Vanity license plates, body piercings, too loose or too tight clothing, smoking cigarettes, Confederate or Mexican flags, tattoos, obscenity and vulgarity on radio and TV, religious rituals and taboos...the list
goes on and on. Let me add one: strong perfumes in the church pews.

All have been mentioned recently in the newspaper by people who have felt "offended."

But what we're seeing is the ultimate turnaround in Political Correctness. After almost 40 years of walking on eggshells politically and watching what we say about virtually any subject, the essence of American society in the 21st century has finally evolved into "The Right to be Offensive."

Our nation's founders certainly wanted to protect the right of citizens to disagree and to be "different."The Bill of Rights and the 14th Amendment, after 200 years of judicial review, have been stretched from basic freedoms of speech, assembly, press and government petition into whatever you want them to be today.

Ironically, the freedoms which were first sown in the U.S. Constitution came to us from people who often disliked each other rather intensely. Thomas Jefferson and James Madison had vastly different ideas of what
that Constitution should be. They fought each other vigorously, on principles, in the court of public opinion, but they were civil enough to compromise in the end. They were united only by their fear of tyranny, possibly the rise of another King George III.

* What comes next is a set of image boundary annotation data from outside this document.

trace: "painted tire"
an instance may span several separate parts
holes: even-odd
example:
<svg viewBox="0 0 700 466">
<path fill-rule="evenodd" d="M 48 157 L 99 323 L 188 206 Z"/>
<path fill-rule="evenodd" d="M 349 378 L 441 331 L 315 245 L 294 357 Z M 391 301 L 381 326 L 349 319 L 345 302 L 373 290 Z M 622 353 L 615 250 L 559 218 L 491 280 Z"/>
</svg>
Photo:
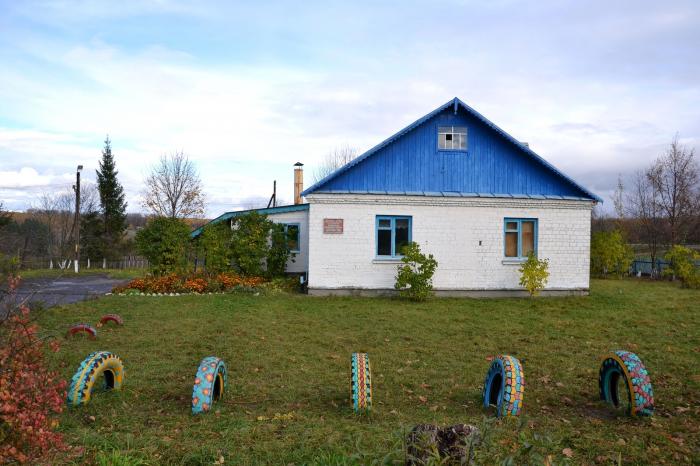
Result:
<svg viewBox="0 0 700 466">
<path fill-rule="evenodd" d="M 352 353 L 350 384 L 352 409 L 355 412 L 372 408 L 372 371 L 367 353 Z"/>
<path fill-rule="evenodd" d="M 496 416 L 518 416 L 523 409 L 525 374 L 517 358 L 496 356 L 484 380 L 484 408 L 496 406 Z"/>
<path fill-rule="evenodd" d="M 103 325 L 110 321 L 117 325 L 124 325 L 124 321 L 119 314 L 105 314 L 100 318 L 100 323 Z"/>
<path fill-rule="evenodd" d="M 90 335 L 90 338 L 97 338 L 97 330 L 95 330 L 95 327 L 93 327 L 90 324 L 73 324 L 71 327 L 68 329 L 68 333 L 66 334 L 66 337 L 69 337 L 71 335 L 75 335 L 76 333 L 80 332 L 85 332 L 88 335 Z"/>
<path fill-rule="evenodd" d="M 654 413 L 654 391 L 649 372 L 639 356 L 629 351 L 613 351 L 603 358 L 598 374 L 600 399 L 620 406 L 618 382 L 627 388 L 627 413 L 630 416 L 651 416 Z"/>
<path fill-rule="evenodd" d="M 95 351 L 80 363 L 68 389 L 68 405 L 78 406 L 90 401 L 95 383 L 104 375 L 105 390 L 119 390 L 124 382 L 122 360 L 109 351 Z"/>
<path fill-rule="evenodd" d="M 211 405 L 224 396 L 225 389 L 226 364 L 224 361 L 215 356 L 202 359 L 192 388 L 192 414 L 209 411 Z"/>
</svg>

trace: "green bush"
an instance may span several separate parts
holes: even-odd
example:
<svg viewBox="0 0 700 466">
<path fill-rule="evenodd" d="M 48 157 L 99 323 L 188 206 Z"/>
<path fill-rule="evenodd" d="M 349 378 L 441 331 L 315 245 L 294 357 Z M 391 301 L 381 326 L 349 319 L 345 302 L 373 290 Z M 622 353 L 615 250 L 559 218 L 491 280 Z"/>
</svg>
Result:
<svg viewBox="0 0 700 466">
<path fill-rule="evenodd" d="M 283 276 L 290 256 L 292 260 L 294 260 L 294 254 L 289 252 L 284 225 L 272 223 L 270 227 L 269 249 L 265 257 L 267 276 L 270 278 Z"/>
<path fill-rule="evenodd" d="M 520 266 L 520 286 L 525 287 L 530 296 L 537 296 L 549 279 L 549 259 L 538 259 L 530 252 Z"/>
<path fill-rule="evenodd" d="M 673 246 L 664 256 L 671 263 L 665 274 L 671 274 L 678 278 L 687 288 L 700 288 L 700 273 L 695 267 L 695 261 L 700 259 L 700 254 L 690 248 Z"/>
<path fill-rule="evenodd" d="M 154 218 L 136 233 L 136 249 L 154 275 L 184 272 L 189 244 L 190 227 L 177 218 Z"/>
<path fill-rule="evenodd" d="M 591 273 L 597 277 L 613 274 L 620 277 L 629 272 L 634 253 L 622 233 L 600 231 L 591 238 Z"/>
<path fill-rule="evenodd" d="M 197 252 L 204 258 L 207 273 L 231 269 L 231 229 L 225 222 L 207 225 L 197 239 Z"/>
<path fill-rule="evenodd" d="M 284 275 L 289 259 L 284 226 L 251 212 L 233 219 L 231 257 L 245 276 Z"/>
<path fill-rule="evenodd" d="M 402 253 L 403 264 L 398 267 L 394 288 L 404 298 L 424 301 L 433 294 L 433 274 L 438 263 L 432 254 L 421 253 L 417 243 L 408 243 Z"/>
</svg>

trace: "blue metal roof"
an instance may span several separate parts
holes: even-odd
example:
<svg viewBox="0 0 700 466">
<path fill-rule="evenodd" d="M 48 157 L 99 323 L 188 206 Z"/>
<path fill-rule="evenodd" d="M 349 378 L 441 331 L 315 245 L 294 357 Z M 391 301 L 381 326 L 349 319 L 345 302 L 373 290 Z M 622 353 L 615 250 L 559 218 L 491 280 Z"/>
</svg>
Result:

Today, we seem to have lost this civility in our discussions of public policy. We just shout at each other--verbally or symbolically--and, often, that is offensive. So now, we have the ultimate of all
fundamental liberties.

Even in the course of being different, disagreeable or even offensive, we do need to remember that one factor trumps all those civil liberties. The courts have held consistently, and over many years, that individual rights can be curtailed any time "the public safety" is threatened.

So we have to learn to tell the difference between being "offended" and being "endangered." If our actions put others at risk of personal harm, then we have no right to pornography, no right to be ornery and certainly no right to bear arms.